Context
epic-review-workflow §8 Cross-Model Asymmetry and pr-review-guide §7.2 Cross-Model Asymmetry Context codify model-family failure modes:
- Claude-family → over-rigor
- Gemini-family → quick-win framing
Both sections use the phrase "statistically-different failure modes" with no measurement anchored to either. The codifications get cited in agent disclosures as substrate authority before reviews (pattern observed in PR #10752 Cycle 1 review 2026-05-05 → retraction; re-reproduction same-session in this ticket's origin session, in re-categorization variant). We work on data, not bias — so the codifications need empirical grounding or refactoring.
The Problem
Three concurrent gaps:
Empirical claim without data. "Statistically-different" is asserted; no N, no methodology, no measurement. Closest anchors are anecdotal (skill files cite single PRs: #10602, #10607).
Stale model coverage. GPT family (@neo-gpt) joined the swarm late April 2026 (public GitHub author history visible from 2026-04-27 onward). §8 / §7.2 enumerate only Claude and Gemini patterns. If the codification is genuinely model-family-characteristic, it must include GPT — or the failure to include it is evidence the codification was never empirical.
Self-fulfilling bias loop. Agents read these codifications and pre-emptively disclose ("Per §8 Claude over-rigor risk applies..."). The pre-disclosure IS the over-rigor manifestation the codification names. Empirical anchor: PR #10752 Cycle 1 retraction 2026-05-05; same-session reproduction in re-categorization variant (disclosure shape rebadged as "treat as substrate findings, not as final design," same B-shape pre-conclusion). Pattern caught directly by @tobiu in this ticket's origin session.
The codifications are bias-shape framings dressed as empirical claims.
The Architectural Reality
.agents/skills/epic-review/references/epic-review-workflow.md:181-190 — §8
.agents/skills/pr-review/references/pr-review-guide.md:214-223 — §7.2
- Disclosure-discipline pattern (cite vs pre-conclude) currently lives only in harness-private memory across the swarm — this ticket addresses the upstream question of whether the codifications themselves merit existence without empirical grounding; AC4 promotes the discipline pattern to public substrate so future agents reach it from the same hop as §8 / §7.2 themselves
learn/agentos/measurements/cognitive-load-baseline-2026-05.md §1 — methodology framework exists for correction-cycle metrics; could anchor model-family review-output measurements
The Fix
Measurement-first conditional refactor:
- Mine swarm review history (time window + sample-size sufficient for statistical-significance test, decided in AC1 methodology) for:
- Re-cycle counts per reviewer-identity
[REJECTED_WITH_RATIONALE] rates per reviewer-identity (per pr-review-guide §9.1 Reviewer-Yield Protocol)

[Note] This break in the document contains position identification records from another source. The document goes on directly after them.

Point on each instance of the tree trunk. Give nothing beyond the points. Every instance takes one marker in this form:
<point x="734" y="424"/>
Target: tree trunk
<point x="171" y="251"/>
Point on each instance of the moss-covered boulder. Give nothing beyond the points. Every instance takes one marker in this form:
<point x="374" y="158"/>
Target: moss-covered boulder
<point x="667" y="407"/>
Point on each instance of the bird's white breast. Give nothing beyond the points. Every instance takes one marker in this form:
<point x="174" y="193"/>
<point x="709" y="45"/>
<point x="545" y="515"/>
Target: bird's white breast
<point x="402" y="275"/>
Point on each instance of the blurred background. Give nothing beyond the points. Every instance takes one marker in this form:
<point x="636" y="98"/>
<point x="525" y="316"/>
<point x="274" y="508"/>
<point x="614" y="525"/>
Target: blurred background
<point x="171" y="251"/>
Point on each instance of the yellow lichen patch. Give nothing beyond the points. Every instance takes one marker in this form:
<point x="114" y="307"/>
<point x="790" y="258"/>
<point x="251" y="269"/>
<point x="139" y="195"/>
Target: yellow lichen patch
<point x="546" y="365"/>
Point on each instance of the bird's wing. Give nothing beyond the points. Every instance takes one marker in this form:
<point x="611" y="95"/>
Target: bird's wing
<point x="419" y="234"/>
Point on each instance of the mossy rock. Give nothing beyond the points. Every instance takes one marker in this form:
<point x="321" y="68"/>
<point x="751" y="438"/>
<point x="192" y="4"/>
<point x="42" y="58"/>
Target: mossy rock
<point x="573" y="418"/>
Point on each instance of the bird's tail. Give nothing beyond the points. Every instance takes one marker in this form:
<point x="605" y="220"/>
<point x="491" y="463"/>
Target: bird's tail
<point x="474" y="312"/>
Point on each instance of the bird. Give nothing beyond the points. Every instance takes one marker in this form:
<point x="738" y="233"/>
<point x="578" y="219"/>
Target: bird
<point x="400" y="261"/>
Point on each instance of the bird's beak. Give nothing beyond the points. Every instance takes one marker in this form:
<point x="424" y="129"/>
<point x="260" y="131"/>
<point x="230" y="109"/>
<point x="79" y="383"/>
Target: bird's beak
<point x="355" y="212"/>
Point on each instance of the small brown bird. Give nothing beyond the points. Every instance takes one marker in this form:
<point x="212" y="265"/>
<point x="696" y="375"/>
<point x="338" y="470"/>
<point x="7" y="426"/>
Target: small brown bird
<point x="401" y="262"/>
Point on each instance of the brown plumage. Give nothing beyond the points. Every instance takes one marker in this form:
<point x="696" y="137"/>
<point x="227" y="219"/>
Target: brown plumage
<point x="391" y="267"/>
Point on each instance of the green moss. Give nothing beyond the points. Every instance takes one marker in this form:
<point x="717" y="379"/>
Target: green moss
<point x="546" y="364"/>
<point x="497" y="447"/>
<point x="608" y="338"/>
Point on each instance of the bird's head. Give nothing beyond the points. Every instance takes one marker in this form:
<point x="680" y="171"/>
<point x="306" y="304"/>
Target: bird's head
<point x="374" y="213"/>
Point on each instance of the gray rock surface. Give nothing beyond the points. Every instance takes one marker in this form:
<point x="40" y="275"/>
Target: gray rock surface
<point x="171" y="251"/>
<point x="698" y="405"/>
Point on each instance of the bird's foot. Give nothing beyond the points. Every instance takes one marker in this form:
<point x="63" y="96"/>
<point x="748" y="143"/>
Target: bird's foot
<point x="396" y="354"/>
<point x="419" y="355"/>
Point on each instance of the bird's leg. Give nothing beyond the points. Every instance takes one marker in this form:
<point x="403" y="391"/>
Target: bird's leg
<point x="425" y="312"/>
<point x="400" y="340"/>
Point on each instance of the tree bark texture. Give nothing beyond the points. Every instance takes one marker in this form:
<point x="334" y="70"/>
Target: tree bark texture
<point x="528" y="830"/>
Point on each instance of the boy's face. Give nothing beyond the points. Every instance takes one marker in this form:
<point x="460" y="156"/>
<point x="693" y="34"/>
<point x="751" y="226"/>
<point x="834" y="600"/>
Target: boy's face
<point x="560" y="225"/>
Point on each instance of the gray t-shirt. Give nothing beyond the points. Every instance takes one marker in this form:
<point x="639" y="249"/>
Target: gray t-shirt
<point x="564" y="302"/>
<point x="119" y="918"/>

- Retraction counts per reviewer-identity
- Approval-without-Cycle-2-finding rates per reviewer-identity
- Aggregate by model-family (Claude / Gemini / GPT)
- Conditional outcome:
- If measurement supports model-family attribution at the methodology's significance threshold: retain framing in §8 / §7.2; append empirical-anchor footnote citing N + methodology + data link; add GPT row
- If measurement does NOT support attribution: refactor §8 / §7.2 to content-neutral asymmetry framing — "cross-model review surfaces complementary findings; do not stylize toward another family" — preserving the cross-family-review value without unsupported model-family attribution
Avoided Traps
- "Just remove the section": discards real cross-family-review value; refactor is the correct shape if measurement doesn't support attribution
- "Add anecdotes as evidence": anecdotal anchors aren't statistical; #10602 + #10607 + this session ≠ measurement
- "Code-freeze the codifications until measured": they're already production substrate; conditional refactor follows the measurement outcome rather than blocking on it
Acceptance Criteria
Out of Scope
- Disclosure-discipline cite-vs-preconclude pattern enforcement itself — orthogonal (this ticket is whether the codifications merit existence; the discipline is how to use them safely once they exist; AC4 covers public-substrate promotion only, not enforcement mechanism)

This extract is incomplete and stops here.